America’s biggest bond buyers aren’t buying bonds

America’s biggest bond buyers aren’t buying bonds

The CCP and The Fed tap out … US Government Bonds are now a tough sell …implications for the country’s finances are massive—We must now pay more to sell more…Interest payments to devour federal budget ….

Behind the surge in U.S. government bond yields over the last six months is a simple fact: China and the Fed — long the two biggest single players in the market — aren’t buying.

Why it matters: In recent decades, the two acquired trillions of dollars worth of U.S. Treasury bonds, financing the big deficits that emerged after the financial crisis of 2008 and the COVID pandemic.

State of play: That’s changed. Over the last year, the Federal Reserve has decreased its holdings of U.S. Treasury bonds by $650 billion.

  • Public data on China’s official holdings show them down by more than $50 billion over the same period, and they’re down nearly $300 billion since early 2021.

Context: The Fed isn’t actually selling U.S. Treasuries — it’s letting them mature and “roll off the balance sheet” instead of rolling into new bonds.

  • Also, there are big limitations to the publicly available data on China’s holdings. Some experts, like Brad Setser of the Council on Foreign Relations, think China’s holdings are more or less flat, rather than down — but that some of the bonds are stashed in places that don’t show up in official data.

The big picture: That said, the fact remains that neither the Fed nor China are the big buyers they once were. Here’s why.

Flashback: The Fed began buying long-term Treasuries in the aftermath of the 2008 financial crisis, as a way of trying to inject cash into the U.S. economy, reinvigorate growth and inflation, and lower unemployment. (This was called quantitative easing.)

  • China became a major buyer of U.S. government bonds about 20 years ago. As its economy boomed, it used Treasury purchases as a tool to help keep its currency from strengthening, helping to boost its exports. (Read more.)

Yes, but: Today, things are different.

  • In the U.S., unemployment is low and inflation has been a problem, so the Fed is siphoning out some fuel it previously pumped into the economic engine, by shrinking its holdings of government bonds. (This is called quantitative tightening.)
  • In China, the economy — and the currency — are weakening. It now may even be selling some of its Treasuries as it tries to support its slumping currency.
  • Further, the worsening relationship between the U.S. and China — as well as America’s sanctions on Russia after its invasion of Ukraine — might be giving Beijing a reason to reduce its exposure to the U.S. financial system.

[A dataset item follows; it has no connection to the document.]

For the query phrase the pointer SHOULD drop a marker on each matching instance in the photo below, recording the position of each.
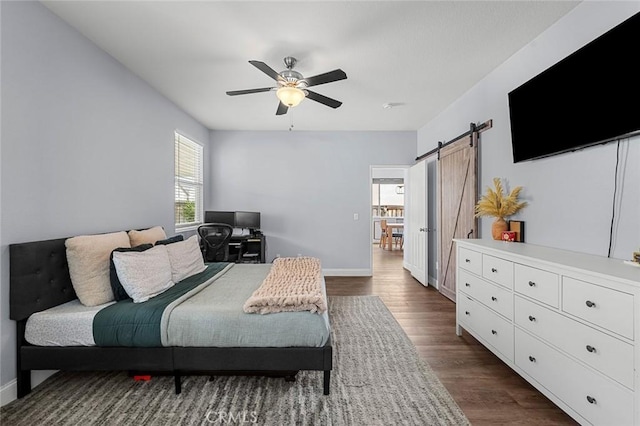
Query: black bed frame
(39, 278)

Between the lines: It wasn’t just their size that made the Fed and China important to the Treasury market. In market jargon, they were “non-economic” or “price insensitive” purchasers.

  • That means they weren’t just investors looking at Treasury yields and thinking they were a good place to earn returns — rather, they were using the Treasury market as a tool to accomplish policy goals.
  • So even when yields were insanely low, they were still buyers. That is a pretty handy investor base for an indebted country like the U.S.

The bottom line: Without these two seemingly bottomless sources of demand for American bonds, Uncle Sam has to offer higher yields than it otherwise would have, to get the money it needs from investors.

  • Of course, the disappearance of bids from the Fed and the Chinese buyers isn’t the only factor behind the recent rise in bond yields, which also reflects a supply onslaught and market views about economic growth, inflation and Fed policy.
  • But all of these factors clearly point to a higher-for-longer reality, which will make U.S. debt, now at almost 100% of GDP, tougher to manage.